A late-term abortion measure — part of a reintroduced package of bills dubbed the Women's Equality Act — would allow non-doctors to perform abortions in New York state up to the day of the baby's birth, the Associated Press reported, citing a spokeswoman for the state senate's Republican Conference.
"We will continue to work to enact our women's agenda into law," spokeswoman Kelly Cummings told the AP, "but we won't let reckless Senate Democrats jeopardize the health and safety of women, nor will we let them endanger their basic reproductive health just to make a political statement."
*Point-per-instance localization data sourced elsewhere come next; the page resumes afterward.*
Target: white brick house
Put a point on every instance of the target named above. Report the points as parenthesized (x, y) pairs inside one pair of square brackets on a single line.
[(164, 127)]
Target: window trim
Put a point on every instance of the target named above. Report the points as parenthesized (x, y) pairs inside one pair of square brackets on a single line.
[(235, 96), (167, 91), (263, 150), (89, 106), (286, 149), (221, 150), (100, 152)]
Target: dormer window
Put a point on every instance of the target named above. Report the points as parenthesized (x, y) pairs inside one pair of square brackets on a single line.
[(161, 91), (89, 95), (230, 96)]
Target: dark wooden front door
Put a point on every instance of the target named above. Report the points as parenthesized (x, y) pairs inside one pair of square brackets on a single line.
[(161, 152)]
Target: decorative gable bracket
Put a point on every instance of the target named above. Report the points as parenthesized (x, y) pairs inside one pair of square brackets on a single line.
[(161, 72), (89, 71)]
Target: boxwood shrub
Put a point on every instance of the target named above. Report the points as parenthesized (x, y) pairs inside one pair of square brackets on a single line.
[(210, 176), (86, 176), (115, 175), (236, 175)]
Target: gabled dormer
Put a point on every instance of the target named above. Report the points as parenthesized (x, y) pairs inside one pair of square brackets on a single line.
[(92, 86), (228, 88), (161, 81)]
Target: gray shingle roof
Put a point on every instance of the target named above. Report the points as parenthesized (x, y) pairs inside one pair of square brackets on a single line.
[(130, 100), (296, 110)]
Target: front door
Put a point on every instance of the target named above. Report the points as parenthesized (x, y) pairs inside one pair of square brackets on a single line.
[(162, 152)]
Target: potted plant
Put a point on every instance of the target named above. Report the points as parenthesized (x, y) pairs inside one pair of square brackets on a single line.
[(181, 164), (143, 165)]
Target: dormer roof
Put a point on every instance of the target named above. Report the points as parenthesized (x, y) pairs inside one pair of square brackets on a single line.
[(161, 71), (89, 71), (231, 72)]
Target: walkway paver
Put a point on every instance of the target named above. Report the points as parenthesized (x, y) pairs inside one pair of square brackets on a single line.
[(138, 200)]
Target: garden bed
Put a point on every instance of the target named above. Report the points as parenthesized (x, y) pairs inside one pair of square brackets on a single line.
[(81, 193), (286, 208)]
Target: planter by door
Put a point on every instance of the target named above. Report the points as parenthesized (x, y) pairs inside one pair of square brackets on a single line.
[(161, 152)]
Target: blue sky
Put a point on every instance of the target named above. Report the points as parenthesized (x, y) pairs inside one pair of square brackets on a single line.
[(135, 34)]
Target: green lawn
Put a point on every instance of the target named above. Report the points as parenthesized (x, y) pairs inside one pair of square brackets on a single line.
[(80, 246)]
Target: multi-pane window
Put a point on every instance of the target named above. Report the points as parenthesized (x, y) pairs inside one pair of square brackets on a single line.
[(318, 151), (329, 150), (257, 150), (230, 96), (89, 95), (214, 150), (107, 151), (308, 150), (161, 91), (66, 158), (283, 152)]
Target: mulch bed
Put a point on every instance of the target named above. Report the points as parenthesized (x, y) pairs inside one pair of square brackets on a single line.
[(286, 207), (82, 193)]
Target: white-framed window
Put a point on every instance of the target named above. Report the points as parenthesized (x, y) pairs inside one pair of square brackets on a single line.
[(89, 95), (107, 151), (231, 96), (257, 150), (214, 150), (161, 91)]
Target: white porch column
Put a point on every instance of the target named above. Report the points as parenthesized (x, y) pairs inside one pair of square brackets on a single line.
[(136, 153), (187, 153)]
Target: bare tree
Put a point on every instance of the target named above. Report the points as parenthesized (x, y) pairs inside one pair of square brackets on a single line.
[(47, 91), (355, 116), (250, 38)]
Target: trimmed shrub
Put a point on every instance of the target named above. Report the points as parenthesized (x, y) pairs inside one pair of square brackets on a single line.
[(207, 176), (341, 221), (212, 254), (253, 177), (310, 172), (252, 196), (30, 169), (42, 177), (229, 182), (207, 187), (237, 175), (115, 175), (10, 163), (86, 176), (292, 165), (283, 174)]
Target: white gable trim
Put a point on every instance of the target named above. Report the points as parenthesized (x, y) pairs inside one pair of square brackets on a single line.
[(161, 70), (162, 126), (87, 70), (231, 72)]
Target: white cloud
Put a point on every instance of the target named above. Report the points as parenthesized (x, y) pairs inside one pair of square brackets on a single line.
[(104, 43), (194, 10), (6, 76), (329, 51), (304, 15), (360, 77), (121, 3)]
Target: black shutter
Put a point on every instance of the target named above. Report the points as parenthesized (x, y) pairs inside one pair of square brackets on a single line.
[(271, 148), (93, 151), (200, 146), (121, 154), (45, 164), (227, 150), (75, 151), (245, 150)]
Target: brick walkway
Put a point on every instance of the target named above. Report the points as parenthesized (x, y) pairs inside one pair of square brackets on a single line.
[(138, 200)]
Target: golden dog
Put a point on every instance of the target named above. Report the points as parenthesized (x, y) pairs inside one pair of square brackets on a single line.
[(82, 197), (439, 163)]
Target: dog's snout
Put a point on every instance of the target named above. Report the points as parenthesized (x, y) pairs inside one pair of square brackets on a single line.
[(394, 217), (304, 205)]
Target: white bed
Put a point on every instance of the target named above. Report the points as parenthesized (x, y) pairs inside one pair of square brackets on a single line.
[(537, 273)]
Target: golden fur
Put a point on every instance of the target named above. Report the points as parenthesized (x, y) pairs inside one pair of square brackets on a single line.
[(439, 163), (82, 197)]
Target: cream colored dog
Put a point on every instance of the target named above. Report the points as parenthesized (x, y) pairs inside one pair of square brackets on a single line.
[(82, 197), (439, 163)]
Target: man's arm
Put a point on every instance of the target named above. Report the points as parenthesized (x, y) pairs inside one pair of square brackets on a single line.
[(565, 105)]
The Women's Equality Act, which also addresses issues such as pay equity, sexual harassment, human trafficking and tougher order-of-protection laws, was reintroduced to the New York state senate by Democrats on Tuesday. Last year, Senate Republicans shot down a surprise amendment that would have forced the chamber to consider the abortion measure, the AP said.
“How many times do New Yorkers have to reject this radical agenda that would legalize abortion for any reason through all nine months?” Lori Kehoe, New York State Right to Life executive director, asked LifeNews. “New York is already the abortion capital of the United States, with practically no oversight of the industry, but they would rather protect the abortion business than New York women. It’s wrong.”
[sharequote align="center"]“New York is already the abortion capital of the United States."[/sharequote]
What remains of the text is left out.